Briefing mediapersons here on Monday, KRRS General Secretary Badagalapura Nagendra said the sudden slump in the price of arecanut, coconut, copra and rubber has left the farmers in dire straits. The government should come to the rescue of the farmers by procuring them at the support price, he demanded.
The KRRS and the Green Brigade have sought a minimum support price of Rs 35,000 per quintal for arecanut, Rs 25,000 per quintal for coconut, Rs 15,000 per quintal for copra and Rs 16,000 per quintal for rubber.
“Our demands on minimum support price has been placed before a Cabinet Sub-committee. We will wait for two weeks for the government to respond. If it fails, a protest will be organised across the State,” Nagendra said.
Nagendra said both the Union and the state governments have failed to protect the interest of the farmers. More than 1,300 farmers have committed suicide in the last one year, he claimed.
He said the farmers growing horticultural and food crops are under the mercy of the price fixed by agents and continue to languish in poverty in the absence of a solid support price policy.
Nagendra also complained that the BJP, which promised of implementing the recommendations of the National Commission on Farmers, has failed to fulfill its promise even after two years of coming to power.
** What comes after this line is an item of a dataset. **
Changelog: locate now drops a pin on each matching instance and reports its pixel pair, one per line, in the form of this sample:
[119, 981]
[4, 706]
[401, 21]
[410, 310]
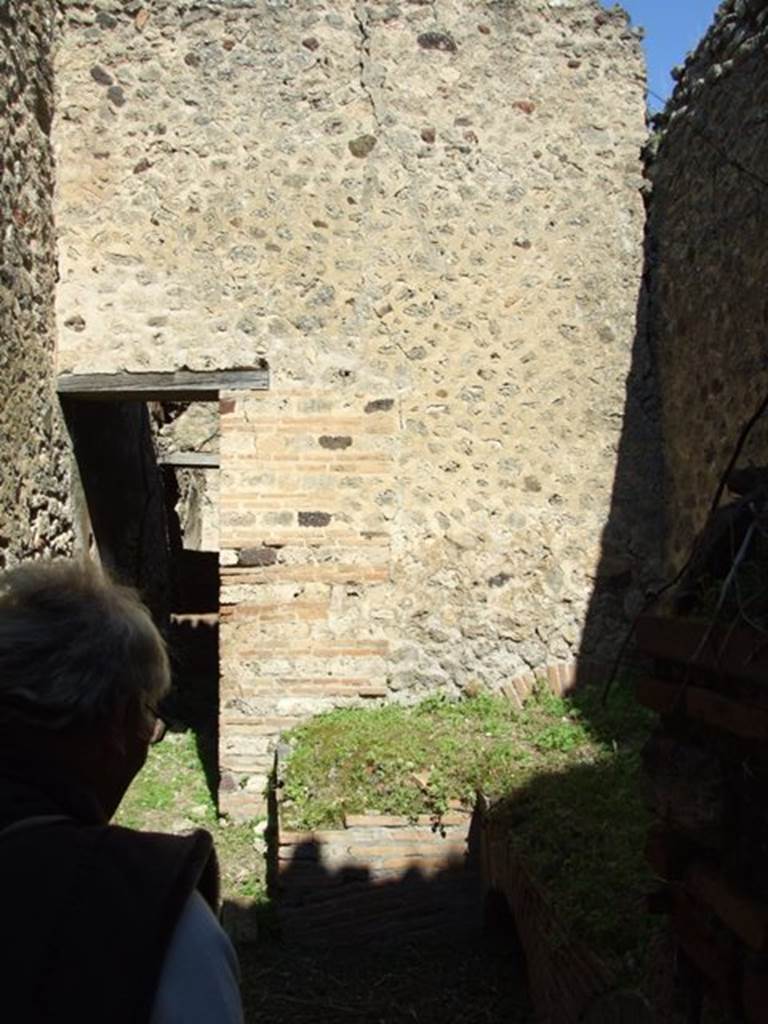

The commission was headed by noted agriculture scientist M S Swaminathan, “The Centre is acting as an agent of corporate companies and fails to think in terms of benefiting the farmers,” he criticised.
Nagendra objected to the move by the government to invoke the provisions of Securitisation and Reconstruction of Financial Assets and Enforcement of Security Interest (SARFAESI) Act to recover loan lent to farmers.
He said that bankers have already started invoking the Act to recover loans given by nationalised banks for farmers.
He also said that notices have been issued to a couple of farmers in Tumakuru, Bengaluru and Kodagu.
“How can the government invoke the provisions of SARFAESI Act at a time when farmers are in deep crisis?” Nagendra questioned.
He said the invoking of the Act shows the anti-farmer stance of the NDA government.
The Act was introduced during the Vajpayee government in 2002. However, the UPA government, headed by Manmohan Singh, had brought the farm sector out of the purview of the law, he noted.
Nagendra said that the farmers would lose their land if SARFAESI Act is enforced. “The government is not bothered about the welfare of farmers and has not been initiating action to recover bad loans from the corporate sector,” he cricitised.